Top_hits return multiple values whenever I declared the size = 1

Hi ,

I am using an ealstic query where I need to find all the running job in last 15 mins.
I captured the job data in a index. I just want to get the latest doc (single doc for each job). I tried to use top_hits but I am getting multiple value for a jobid. Could you pls help me.
Here is my query.

es.search(index='xyz-*',size=10000, body ={"aggs": { "group": { "terms": { "field": "Id.keyword" }, "aggs": { "group_docs": { "top_hits": { "size": 1, "sort": [ { "@timestamp": { "order": "desc" } } ] } } } } }, "query": { "bool": { "must": [ { "match_all": {} }, { "match_phrase": { "clustername": { "query": "abc" } } }, { "match_phrase": { "status.keyword": { "query": "RUNNING" } } },{ "range": { "@timestamp": { "gte": 1563428965639, "lte": 1563429865639, "format": "epoch_millis" } } }] }} })

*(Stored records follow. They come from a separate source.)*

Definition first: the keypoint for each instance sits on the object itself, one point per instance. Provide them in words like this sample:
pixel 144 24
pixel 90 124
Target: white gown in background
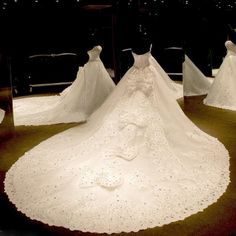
pixel 137 163
pixel 2 114
pixel 195 83
pixel 91 87
pixel 175 87
pixel 223 91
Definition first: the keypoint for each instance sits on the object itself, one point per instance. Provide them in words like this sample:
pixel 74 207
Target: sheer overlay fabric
pixel 91 87
pixel 195 83
pixel 137 163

That shouldn't happen with top_hits and size:1.
Can you share an example mapping, docs, search and result (with formatted JSON so it's readable).

In practice it may not give you what you're looking for anyway - presumably your query is filtering log records where status is "running" - you won't see the logged event docs where the same job has status "stopped" so you may be assuming a job is still running when it's not?

In these sorts of cases it can be simpler to update a single doc with the ID of the job and update the lastStatus and lastTime fields then do your aggregations based on that.

This topic was automatically closed 28 days after the last reply. New replies are no longer allowed.